Baking – What went wrong with the bread

bakingbreaddoughmistakes

I made challah earlier today and the texture is a bit off- it's slightly too dense and not as fluffy as it should be. The recipe I used calls for only yeast, not baking soda. Any idea what I should do differently next time?

Edit:
The recipe I used was this, but without the apple filling https://toriavey.com/toris-kitchen/apple-honey-challah/

I let it rise for 2 hours (punching it down at the halfway mark). I baked it at 350° for 20 minutes, turned it 180, baked another 20, covered with foil, then baked it at 10 minute intervals for another 30 minutes until it sounded more hollow and the internal temp was about 190°.

After shaping I let it rest for about 40 minutes.

It tastes good but the texture seems slightly off, so I’m hoping to get some insight for my next attempt

challah

Best Answer

I think you got very close, just a couple of tweaks are necessary.

Generally the reasons for a dense loaf are that the dough is too dry and/or inadequate gluten development. If you have reduced the liquid in the recipe by adding less honey and not replacing it with something then you will have less gluten development because gluten needs water to unwind and yeast needs water to function. It's also possible you added too much flour when kneading, don't add any more flour than the recipe calls for, even if it is sticky, it will incorporate and become less sticky as the gluten develops. A dry dough will also get less oven spring from the expansion of air and water vapor. Leaving out the apples in this case shouldn't make the bread dense as they are a filling and not the actual dough.

It's also possible you didn't let it proof enough. Recipes often give timings for proofing, but what you should be looking for a result. Challah is an enriched dough, the honey, eggs, oil, and sugar will all retard the yeast action, making it slower to rise. It can take awhile for an enriched dough to get working, so it helps to budget extra time. I like to let a challah more than double in size before I move on to the next step.

Another problem could be you didn't knead enough. Kneading unwinds gluten strands and lets them entangle, giving your dough elasticity and allowing it to trap the air created by yeas action. If you don't knead enough there will be less gluten development, and less elasticity. It doesn't look like this was the case for you, but it is a consideration.

Now, when it comes to braided breads there's a few gotchas. Your goal when braiding and shaping your bread should be to preserve as much as the air in the dough.

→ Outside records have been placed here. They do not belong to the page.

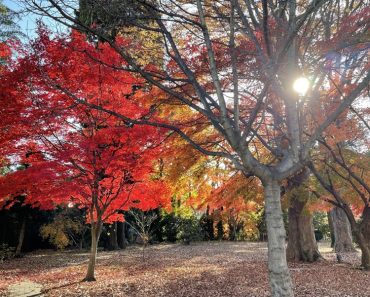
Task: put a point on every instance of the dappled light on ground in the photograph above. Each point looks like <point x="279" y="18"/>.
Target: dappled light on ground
<point x="201" y="269"/>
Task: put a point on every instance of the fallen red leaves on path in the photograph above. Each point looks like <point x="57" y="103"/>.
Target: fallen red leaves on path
<point x="201" y="269"/>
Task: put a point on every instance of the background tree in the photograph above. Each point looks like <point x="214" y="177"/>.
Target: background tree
<point x="79" y="155"/>
<point x="239" y="75"/>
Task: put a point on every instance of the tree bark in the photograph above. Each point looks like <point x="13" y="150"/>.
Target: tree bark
<point x="280" y="281"/>
<point x="364" y="240"/>
<point x="121" y="231"/>
<point x="302" y="244"/>
<point x="342" y="231"/>
<point x="21" y="238"/>
<point x="331" y="227"/>
<point x="95" y="234"/>
<point x="113" y="243"/>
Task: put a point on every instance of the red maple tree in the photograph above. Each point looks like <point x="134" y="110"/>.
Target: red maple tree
<point x="68" y="152"/>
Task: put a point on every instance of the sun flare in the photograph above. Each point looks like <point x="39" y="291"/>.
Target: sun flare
<point x="301" y="85"/>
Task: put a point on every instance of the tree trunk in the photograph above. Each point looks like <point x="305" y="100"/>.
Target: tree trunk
<point x="280" y="281"/>
<point x="302" y="244"/>
<point x="331" y="227"/>
<point x="95" y="234"/>
<point x="364" y="238"/>
<point x="113" y="243"/>
<point x="342" y="231"/>
<point x="21" y="238"/>
<point x="121" y="231"/>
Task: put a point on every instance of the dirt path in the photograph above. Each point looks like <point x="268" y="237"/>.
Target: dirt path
<point x="214" y="269"/>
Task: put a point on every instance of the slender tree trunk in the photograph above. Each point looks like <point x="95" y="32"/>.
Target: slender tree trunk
<point x="113" y="243"/>
<point x="95" y="234"/>
<point x="342" y="231"/>
<point x="21" y="238"/>
<point x="302" y="245"/>
<point x="331" y="227"/>
<point x="280" y="280"/>
<point x="121" y="231"/>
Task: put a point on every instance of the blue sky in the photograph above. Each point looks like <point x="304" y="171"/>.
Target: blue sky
<point x="27" y="21"/>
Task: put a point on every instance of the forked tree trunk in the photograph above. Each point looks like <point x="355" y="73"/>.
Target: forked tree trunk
<point x="95" y="234"/>
<point x="302" y="245"/>
<point x="342" y="231"/>
<point x="21" y="238"/>
<point x="280" y="280"/>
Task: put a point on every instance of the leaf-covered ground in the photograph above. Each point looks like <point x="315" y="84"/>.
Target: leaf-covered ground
<point x="202" y="269"/>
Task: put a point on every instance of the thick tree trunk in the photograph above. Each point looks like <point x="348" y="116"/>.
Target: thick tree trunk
<point x="364" y="238"/>
<point x="342" y="231"/>
<point x="280" y="281"/>
<point x="302" y="244"/>
<point x="21" y="238"/>
<point x="95" y="234"/>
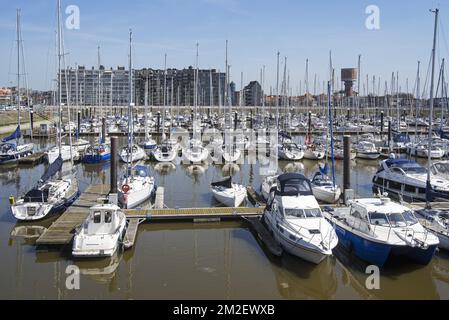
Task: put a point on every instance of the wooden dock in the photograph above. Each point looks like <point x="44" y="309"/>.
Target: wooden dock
<point x="225" y="213"/>
<point x="63" y="229"/>
<point x="264" y="236"/>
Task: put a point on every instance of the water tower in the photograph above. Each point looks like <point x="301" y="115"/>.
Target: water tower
<point x="348" y="76"/>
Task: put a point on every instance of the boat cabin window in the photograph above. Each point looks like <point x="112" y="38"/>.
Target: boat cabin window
<point x="397" y="220"/>
<point x="409" y="218"/>
<point x="108" y="217"/>
<point x="302" y="213"/>
<point x="379" y="219"/>
<point x="396" y="170"/>
<point x="97" y="216"/>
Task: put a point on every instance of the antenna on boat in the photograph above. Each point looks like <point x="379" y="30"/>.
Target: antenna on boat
<point x="428" y="185"/>
<point x="18" y="75"/>
<point x="130" y="107"/>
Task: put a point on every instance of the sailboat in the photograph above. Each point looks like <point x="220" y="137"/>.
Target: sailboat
<point x="230" y="151"/>
<point x="149" y="144"/>
<point x="101" y="233"/>
<point x="51" y="195"/>
<point x="56" y="190"/>
<point x="137" y="185"/>
<point x="228" y="193"/>
<point x="324" y="188"/>
<point x="194" y="152"/>
<point x="11" y="152"/>
<point x="296" y="221"/>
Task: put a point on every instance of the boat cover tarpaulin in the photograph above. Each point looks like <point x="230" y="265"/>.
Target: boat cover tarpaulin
<point x="227" y="183"/>
<point x="52" y="169"/>
<point x="14" y="135"/>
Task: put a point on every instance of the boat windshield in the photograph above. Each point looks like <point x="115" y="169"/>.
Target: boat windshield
<point x="394" y="220"/>
<point x="409" y="218"/>
<point x="379" y="219"/>
<point x="302" y="213"/>
<point x="412" y="168"/>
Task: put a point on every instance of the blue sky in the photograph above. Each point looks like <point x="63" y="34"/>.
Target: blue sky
<point x="256" y="30"/>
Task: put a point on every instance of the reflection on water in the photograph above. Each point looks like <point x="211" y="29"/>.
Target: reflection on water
<point x="197" y="261"/>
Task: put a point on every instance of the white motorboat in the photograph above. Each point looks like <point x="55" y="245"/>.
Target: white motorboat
<point x="324" y="189"/>
<point x="314" y="152"/>
<point x="367" y="150"/>
<point x="10" y="152"/>
<point x="165" y="153"/>
<point x="101" y="233"/>
<point x="195" y="152"/>
<point x="51" y="195"/>
<point x="421" y="150"/>
<point x="136" y="154"/>
<point x="228" y="193"/>
<point x="437" y="222"/>
<point x="267" y="184"/>
<point x="136" y="187"/>
<point x="406" y="179"/>
<point x="376" y="229"/>
<point x="66" y="153"/>
<point x="290" y="151"/>
<point x="294" y="217"/>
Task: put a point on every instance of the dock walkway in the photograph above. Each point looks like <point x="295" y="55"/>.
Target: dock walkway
<point x="62" y="230"/>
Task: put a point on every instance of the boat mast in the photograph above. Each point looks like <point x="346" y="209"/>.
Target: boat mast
<point x="146" y="108"/>
<point x="277" y="92"/>
<point x="130" y="111"/>
<point x="59" y="81"/>
<point x="18" y="74"/>
<point x="429" y="147"/>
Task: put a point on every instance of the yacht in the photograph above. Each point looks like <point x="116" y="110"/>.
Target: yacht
<point x="290" y="151"/>
<point x="97" y="153"/>
<point x="11" y="152"/>
<point x="136" y="187"/>
<point x="295" y="219"/>
<point x="66" y="152"/>
<point x="228" y="193"/>
<point x="51" y="195"/>
<point x="314" y="152"/>
<point x="376" y="229"/>
<point x="165" y="152"/>
<point x="367" y="150"/>
<point x="195" y="152"/>
<point x="406" y="179"/>
<point x="101" y="233"/>
<point x="136" y="154"/>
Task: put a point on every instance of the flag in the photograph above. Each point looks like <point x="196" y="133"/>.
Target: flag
<point x="14" y="135"/>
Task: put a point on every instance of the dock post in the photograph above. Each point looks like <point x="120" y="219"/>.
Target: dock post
<point x="348" y="193"/>
<point x="78" y="123"/>
<point x="251" y="120"/>
<point x="235" y="121"/>
<point x="381" y="123"/>
<point x="31" y="123"/>
<point x="103" y="129"/>
<point x="113" y="198"/>
<point x="389" y="133"/>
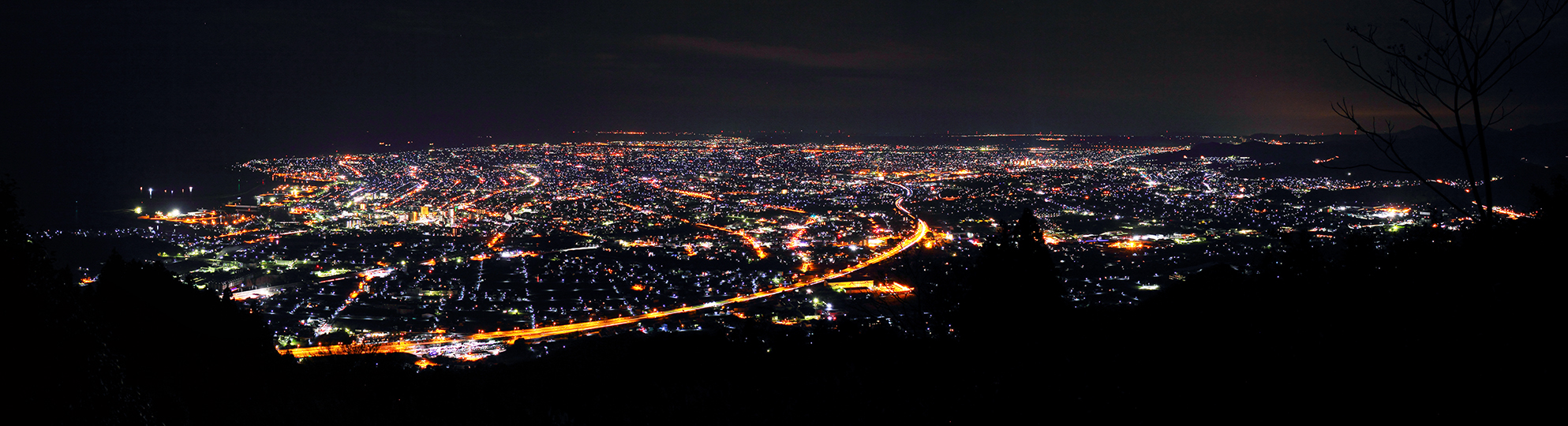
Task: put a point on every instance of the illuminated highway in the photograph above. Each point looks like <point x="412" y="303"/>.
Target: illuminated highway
<point x="538" y="332"/>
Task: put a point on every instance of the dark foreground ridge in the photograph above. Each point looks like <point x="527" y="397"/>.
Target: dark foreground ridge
<point x="1431" y="326"/>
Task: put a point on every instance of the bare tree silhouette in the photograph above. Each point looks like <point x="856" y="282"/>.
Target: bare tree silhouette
<point x="1447" y="76"/>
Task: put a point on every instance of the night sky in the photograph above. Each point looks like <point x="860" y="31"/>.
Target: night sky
<point x="121" y="93"/>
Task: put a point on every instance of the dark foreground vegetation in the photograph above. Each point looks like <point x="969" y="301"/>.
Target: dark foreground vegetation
<point x="1426" y="324"/>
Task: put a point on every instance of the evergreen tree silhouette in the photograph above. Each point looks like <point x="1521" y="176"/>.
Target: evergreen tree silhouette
<point x="1016" y="284"/>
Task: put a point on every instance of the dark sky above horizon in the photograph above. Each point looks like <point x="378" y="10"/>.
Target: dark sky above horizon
<point x="170" y="85"/>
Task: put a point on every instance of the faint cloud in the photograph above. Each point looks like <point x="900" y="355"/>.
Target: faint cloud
<point x="893" y="57"/>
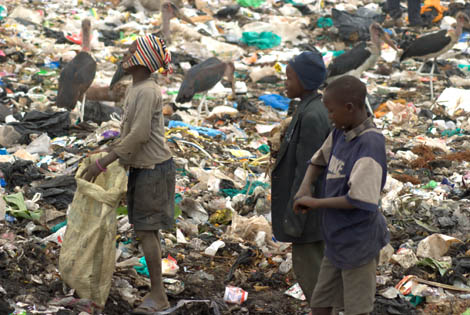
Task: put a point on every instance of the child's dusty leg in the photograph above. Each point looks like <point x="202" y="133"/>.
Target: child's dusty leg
<point x="152" y="251"/>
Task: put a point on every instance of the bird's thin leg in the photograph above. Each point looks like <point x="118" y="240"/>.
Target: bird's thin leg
<point x="201" y="104"/>
<point x="431" y="77"/>
<point x="205" y="103"/>
<point x="368" y="106"/>
<point x="421" y="68"/>
<point x="82" y="108"/>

  • Rolling: You have to work challah dough a lot when you roll out the braids, the tendency can be to really press down when elongating the individual braids. This has the effect of squishing the air out them, meaning all that hard work the yeast did gets undone. Instead of squishing and pressing the dough down in order to get it to go out try using the rolling motion to stretch the dough out, you'll retain more of your nice air.
  • Handling: Try to treat your braids a bit gently and rough handling will knock out air. You don't need to knock back the dough during rising as you'll be doing enough rolling and braiding to get rid of any large air bubbles.
  • Braiding: One common reason for dense braided breads is that the braiding was done too tightly, leaving no room for expansion during the last rise. Bread dough is alive, when you rolls the braids out you'll lose some of your rise, but a healthy and active dough is going to spring back. You need to leave some space to allow for this, or the dough in the middle will have nowhere to go

Looking at your picture the edges of the bread have bigger air holes than the center, which leads me to think you braided it too tight and/or were too rough with it when braiding it up. The edges still look a little dense though, probably it was a bit too dry as well.